25 percent discount.

[17] The nominal sentence after accounting for your youth and remorse is one of four years’ imprisonment. Giving you a full 25 percent discount, that therefore reduces the sentence to one of three years’ imprisonment and that is the sentence I impose upon you today.

[18] It has been drawn to my attention that this of course is a qualifying offence under the Three Strikes legislation and you have not yet been given your stage-1 warning. I am going to give you that warning now.

[19] Given your conviction for wounding with intent to cause grievous bodily harm you are now subject to the Three Strikes Law. I am now going to give you a warning of the consequences of another serious violence conviction. You will also be given a written notice outlining these consequences which lists the serious violence offences.

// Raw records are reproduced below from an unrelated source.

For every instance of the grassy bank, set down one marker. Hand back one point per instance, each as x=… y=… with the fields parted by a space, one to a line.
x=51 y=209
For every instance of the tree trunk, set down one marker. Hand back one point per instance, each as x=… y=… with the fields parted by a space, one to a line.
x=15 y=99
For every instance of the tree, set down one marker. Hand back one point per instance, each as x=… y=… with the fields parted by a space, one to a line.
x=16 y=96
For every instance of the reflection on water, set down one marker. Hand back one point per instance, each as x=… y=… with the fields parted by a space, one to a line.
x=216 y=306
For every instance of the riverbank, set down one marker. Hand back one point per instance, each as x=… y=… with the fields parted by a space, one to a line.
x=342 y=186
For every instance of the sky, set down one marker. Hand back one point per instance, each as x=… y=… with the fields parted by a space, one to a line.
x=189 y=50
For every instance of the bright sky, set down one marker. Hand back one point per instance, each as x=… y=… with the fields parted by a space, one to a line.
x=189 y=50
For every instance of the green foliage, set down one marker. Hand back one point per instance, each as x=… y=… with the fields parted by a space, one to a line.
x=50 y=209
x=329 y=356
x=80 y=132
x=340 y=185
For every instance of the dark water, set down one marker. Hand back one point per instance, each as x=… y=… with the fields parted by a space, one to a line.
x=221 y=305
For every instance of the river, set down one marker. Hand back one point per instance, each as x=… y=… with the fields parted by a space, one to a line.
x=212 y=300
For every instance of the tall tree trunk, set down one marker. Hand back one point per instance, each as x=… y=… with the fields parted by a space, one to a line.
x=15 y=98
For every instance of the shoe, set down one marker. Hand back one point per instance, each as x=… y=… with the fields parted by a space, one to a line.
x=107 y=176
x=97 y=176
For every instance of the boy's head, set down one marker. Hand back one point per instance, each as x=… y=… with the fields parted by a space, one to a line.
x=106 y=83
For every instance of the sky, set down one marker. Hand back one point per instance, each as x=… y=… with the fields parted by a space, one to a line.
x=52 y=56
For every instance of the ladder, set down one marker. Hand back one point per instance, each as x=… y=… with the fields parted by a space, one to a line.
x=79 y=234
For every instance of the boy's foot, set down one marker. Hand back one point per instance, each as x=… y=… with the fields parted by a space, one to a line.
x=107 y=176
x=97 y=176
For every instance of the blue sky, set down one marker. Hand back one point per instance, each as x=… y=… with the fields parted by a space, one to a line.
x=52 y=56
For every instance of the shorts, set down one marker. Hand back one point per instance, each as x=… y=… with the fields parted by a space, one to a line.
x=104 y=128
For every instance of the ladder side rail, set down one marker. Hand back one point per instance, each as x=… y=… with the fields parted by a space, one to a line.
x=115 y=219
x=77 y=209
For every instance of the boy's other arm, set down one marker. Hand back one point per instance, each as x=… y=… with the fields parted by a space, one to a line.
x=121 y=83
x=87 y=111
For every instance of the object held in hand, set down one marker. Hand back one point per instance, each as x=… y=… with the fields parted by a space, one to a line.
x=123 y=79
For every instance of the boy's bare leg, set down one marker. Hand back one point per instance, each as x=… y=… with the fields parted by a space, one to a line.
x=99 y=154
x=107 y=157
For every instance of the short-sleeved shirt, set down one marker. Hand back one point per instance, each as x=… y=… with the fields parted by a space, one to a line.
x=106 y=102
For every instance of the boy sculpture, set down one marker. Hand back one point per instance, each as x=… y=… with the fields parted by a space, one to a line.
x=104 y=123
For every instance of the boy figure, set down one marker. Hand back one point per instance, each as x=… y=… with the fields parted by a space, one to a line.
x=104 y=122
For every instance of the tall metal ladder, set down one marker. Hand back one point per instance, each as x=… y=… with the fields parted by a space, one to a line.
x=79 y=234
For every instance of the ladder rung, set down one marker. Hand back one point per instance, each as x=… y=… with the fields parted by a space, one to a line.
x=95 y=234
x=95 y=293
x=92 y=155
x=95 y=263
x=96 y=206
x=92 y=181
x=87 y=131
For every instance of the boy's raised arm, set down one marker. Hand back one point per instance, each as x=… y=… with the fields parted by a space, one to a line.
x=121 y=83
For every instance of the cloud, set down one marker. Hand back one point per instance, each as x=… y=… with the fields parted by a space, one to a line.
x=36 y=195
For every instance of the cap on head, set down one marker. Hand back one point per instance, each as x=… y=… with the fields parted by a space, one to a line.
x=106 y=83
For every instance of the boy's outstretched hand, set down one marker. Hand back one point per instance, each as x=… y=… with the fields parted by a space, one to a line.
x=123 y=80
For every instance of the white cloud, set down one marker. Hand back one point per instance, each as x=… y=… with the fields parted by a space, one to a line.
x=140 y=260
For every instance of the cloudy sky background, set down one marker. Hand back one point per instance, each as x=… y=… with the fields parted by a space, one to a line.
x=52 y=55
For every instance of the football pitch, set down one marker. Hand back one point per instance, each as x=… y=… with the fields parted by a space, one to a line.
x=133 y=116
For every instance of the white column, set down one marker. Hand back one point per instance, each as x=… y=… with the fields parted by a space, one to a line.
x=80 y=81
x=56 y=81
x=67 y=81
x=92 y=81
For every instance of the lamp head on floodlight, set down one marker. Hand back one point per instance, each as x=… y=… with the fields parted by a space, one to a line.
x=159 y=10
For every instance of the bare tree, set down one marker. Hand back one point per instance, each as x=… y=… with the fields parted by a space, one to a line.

[20] The first consequence is, if you are convicted of any serious violence offence, except murder, committed after you receive the first warning, you will receive a final warning. In addition, if the Judge imposes a sentence of imprisonment for that offence, other than life imprisonment for manslaughter or preventative detention, then you will serve that sentence without parole or early release.

[21] The second consequence is that if you are convicted of a murder, committed after you received the first warning, you will be sentenced to imprisonment for life. You must serve the life sentence without parole, unless it would be manifestly unjust to do so. If you receive a life sentence without parole, you will not be released from prison. If serving this sentence without parole would be manifestly unjust, the Judge must specify the minimum term of imprisonment you will serve.

[22] As I have said, you will be provided with a written notice of those warnings. I also note that a reparation order of $1800 is sought. It seems to me, bearing in mind the length of your sentence, and the likelihood of you being in a financial position to pay it that no such order is appropriate, and I make no order for reparation.